RFC: Rate limiting for MCP servers (#57)

jerm-dro · claude · web-flow · commit b664fb4f5ca6 · 2026-04-01T08:58:07.000-07:00
* RFC: Rate limiting for MCP servers Co-Authored-By: Claude Opus 4.6 <noreply@anthropic.com> * Rename RFC to THV-0057 to match PR number Co-Authored-By: Claude Opus 4.6 <noreply@anthropic.com> * Fix author GitHub handle to @jerm-dro Co-Authored-By: Claude Opus 4.6 <noreply@anthropic.com> * RFC updates: clarify summary, add agent exfiltration risk, wording fixes Co-Authored-By: Claude Opus 4.6 <noreply@anthropic.com> * Address review feedback: token bucket algorithm, scope, terminology - Adopt token bucket algorithm per Ozz's review (replaces vague windowing section) - Document burst behavior, Redis key structure, and precise Retry-After - Clarify scope is Kubernetes-based deployments (Derek's question) - Replace "operators" with "administrators" throughout (Derek's question) Co-Authored-By: Claude Opus 4.6 <noreply@anthropic.com> * Clarify scope formatting, remove vMCP non-goal, document lazy refill Co-Authored-By: Claude Opus 4.6 <noreply@anthropic.com> * Address review feedback from yrobla and JAORMX - Define request unit (tools/call, prompts/get, resources/read only) - Rename requestsPerWindow/windowSeconds to capacity/refillPeriodSeconds - Clarify vMCP perUser limits are per ingress identity across all backends - Add missing global per-operation and per-user per-operation Redis key patterns - Document Retry-After as best-effort lower bound - Resolve Redis unavailability: fail open with structured log + metric - Add Security Considerations section with threat model - Add Alternatives Considered section (sliding window vs token bucket) Co-Authored-By: Claude Opus 4.6 (1M context) <noreply@anthropic.com> --------- Co-authored-by: Claude Opus 4.6 <noreply@anthropic.com>
diff --git a/rfcs/THV-0057-rate-limiting.md b/rfcs/THV-0057-rate-limiting.md
@@ -0,0 +1,246 @@
+# RFC-0057: Rate Limiting for MCP Servers
+
+- **Status**: Draft
+- **Author(s)**: Jeremy Drouillard (@jerm-dro)
+- **Created**: 2026-03-18
+- **Last Updated**: 2026-03-19
+- **Target Repository**: toolhive
+- **Related Issues**: None
+
+## Summary
+
+Enable rate limiting for `MCPServer` and `VirtualMCPServer`, supporting per-user and global limits at both the server and individual operation level. Rate limits are configured declaratively on the resource spec and enforced by a new middleware in the middleware chain, with Redis as the shared counter backend.
+
+## Problem Statement
+
+ToolHive currently has no mechanism to limit the rate of requests flowing through its proxy layer.
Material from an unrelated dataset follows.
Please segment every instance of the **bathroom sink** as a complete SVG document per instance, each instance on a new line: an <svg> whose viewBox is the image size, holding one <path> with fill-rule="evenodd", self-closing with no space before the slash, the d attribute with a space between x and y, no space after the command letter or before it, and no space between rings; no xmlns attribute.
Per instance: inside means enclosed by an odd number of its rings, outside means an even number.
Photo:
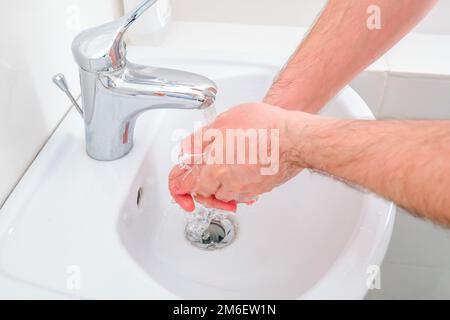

This creates several risks for administrators:
+
+1. **Noisy-neighbor problem**: A single authenticated user can consume unbounded resources, degrading the experience for all other users of a shared MCP server.
+2. **Downstream overload**: Aggregate traffic spikes — even when no single user is misbehaving — can overwhelm the upstream MCP server or the external services it depends on (APIs with their own rate limits, databases, etc.).
+3. **Agent data exfiltration**: AI agents can invoke tools in tight loops to export large volumes of data. Without per-tool or per-user limits, there is no mechanism to cap this behavior.
+
+These risks grow as ToolHive deployments move to shared, multi-user Kubernetes environments. Without rate limiting, cluster administrators have no knob to turn between "fully open" and "take the server offline."
+
+**Scope**: This RFC targets Kubernetes-based deployments of ToolHive.
+
+## Goals
+
+- Allow administrators to configure **per-user** rate limits so that no single user can monopolize a server.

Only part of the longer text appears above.